The archives of Lothar Wolleh hold over 900 negatives of Joseph Beuys. A mammoth number that testifies to a fruitful period of collaboration and shared interests in the early 1970s. With portraits, recordings of Beuys’s performances and photographs of the ‘artist at work’, this is possibly the richest photographic documentation of Joseph Beuys by a single photographer.
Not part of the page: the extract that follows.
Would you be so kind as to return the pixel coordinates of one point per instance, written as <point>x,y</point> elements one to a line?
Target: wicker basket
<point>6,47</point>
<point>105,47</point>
It was in 1970 that Joseph Beuys decided upon a one-time re-enactment of Filtz TV, which he had first performed in Copenhagen in 1966. This time it was staged exclusively for the cameras of photographer Lothar Wolleh and filmmaker Gerry Schum, whose recording was broadcast on German television that year. Wolleh’s selected sequence of 16 photographs of the performance is unique. Its narrative character gives the series the status of a ‘photographic polyptych’, yet each image – in keeping with Wolleh’s conceptions of photography – also stands on its own. This first acquaintance with Joseph Beuys proved to be a fruitful ground for projects in the years that followed.
Lothar Wolleh took one of the most iconic photographic portraits of Joseph Beuys, a portrait that is now part of the collection of London’s Tate Modern gallery. Wolleh was able to achieve the extraordinary size of this gelatin silver print, no less than 233 by 227.5 cm, by using canvas as a support – at the time a rather innovative procedure. This particular photo is part of a larger series, conceived in 1971. In the early days of that year, Lothar Wolleh took the initiative of accompanying the Beuys family to Stockholm, where Beuys was to install his first museum exhibition outside Germany at the Moderna Museet, and Wolleh conceived the idea of portraying the artist at work, during the setting up of the exhibition.
Comprehensive Understanding of Art
Wolleh brought these ‘Stockholm photos’ together in his artist’s book Beuys. Eine Dokumentation von Lothar Wolleh, conceived in 1971. The photos also led to a joint initiative, the publication of the so-called Unterwasserbuch, consisting of 51 of Wolleh’s photos, printed on PVC, with the addition of a multiple by Beuys. The project was never completed due to technical problems, although a number of copies of the book do exist. But Wolleh’s photographs on PVC did get an ‘afterlife’ as 3 Tonnen Edition (1973) – referring to the total weight of the sheets intended to be bound as Unterwasserbuch – as some of them were individually ‘overworked’, signed and stamped by Beuys. Joseph Beuys also created a composite work in a limited edition also entitled Unterwasserbuch (1972), consisting of Lothar Wolleh’s book produced in PVC and a metal torch, immersed in a basin of water.
What connected Joseph Beuys and Lothar Wolleh was their broad, comprehensive understanding of art in a programmatic as well as a conceptual sense. The rich variety of Lothar Wolleh’s photographs testifies to the unique ‘working relationship’ between these two artists.